Dès que le salarié a reçu la proposition de CSP, il dispose d'un délai de 21 jours pour l'accepter, l'absence de réponse de sa part étant assimilée à un refus.
En cas d'adhésion du salarié, l'employeur verse à Pôle Emploi une somme égale à l'indemnité compensatrice de préavis qu'aurait perçue le salarié, charges sociales comprises, dans la limite de trois mois de salaire.
L'acceptation du CSP par le salarié entraîne la rupture du contrat de travail, qui prend effet à l'issue du délai de réflexion de 21 jours.
Le salarié perçoit les indemnités légales ou conventionnelles de licenciement. Mais il n'effectue pas de préavis et ne perçoit aucune indemnité compensatrice de préavis. Si cette indemnité compensatrice dépasse trois mois de salaire, la fraction excédentaire lui est versée par l'employeur.
Le salarié ne peut pas non plus utiliser son droit individuel à la formation (DIF), celui-ci étant affecté au financement du nouveau dispositif.
Assimilé à un stagiaire de la formation professionnelle pendant la durée de son contrat de sécurisation professionnelle, le salarié perçoit de Pôle Emploi une allocation spécifique de sécurisation égale à 80% de son salaire brut.
Cette allocation ne peut être inférieure au montant de l'allocation chômage classique à laquelle le salarié peut prétendre.
L'allocation est supprimée si le salarié refuse une action de reclassement ou refuse à deux reprises une offre raisonnable d'emploi (ORE).
Pendant toute la durée du CSP, le salarié bénéficie de mesures spécifiques d'accompagnement mises en oeuvre par Pôle Emploi : prébilan, évaluation de compétences, élaboration d'un projet professionnel, actions de formation, etc.
S'il reprend un emploi dont la rémunération est inférieure de plus de 15% à sa rémunération précédente, il peut percevoir une indemnité différentielle de reclassement, pendant une période maximale de 12 mois, et dans la limite du montant total de son allocation de sécurisation restant à percevoir.

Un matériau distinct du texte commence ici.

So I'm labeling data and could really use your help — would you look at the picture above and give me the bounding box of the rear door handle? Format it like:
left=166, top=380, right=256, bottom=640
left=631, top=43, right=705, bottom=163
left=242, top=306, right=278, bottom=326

Le salarié peut effectuer des périodes de travail ponctuelles, pendant lesquelles le CSP est suspendu. Ces périodes sont effectuées dans le cadre de CDD d'au moins 14 jours, renouvelables une seule fois avec le même employeur, ou dans le cadre de missions d'intérim.. La durée totale de ces périodes est comprise entre quatre et six mois.
Elles n'allongent pas la durée du CSP, qui est de 12 mois au maximum.
Au terme du CSP, le salarié bénéficie de l'aide au retour à l'emploi dans le cadre du dispositif d'assurance chômage classique. Sa durée d'indemnisation est toutefois réduite de la période durant laquelle il a perçu l'allocation de sécurisation.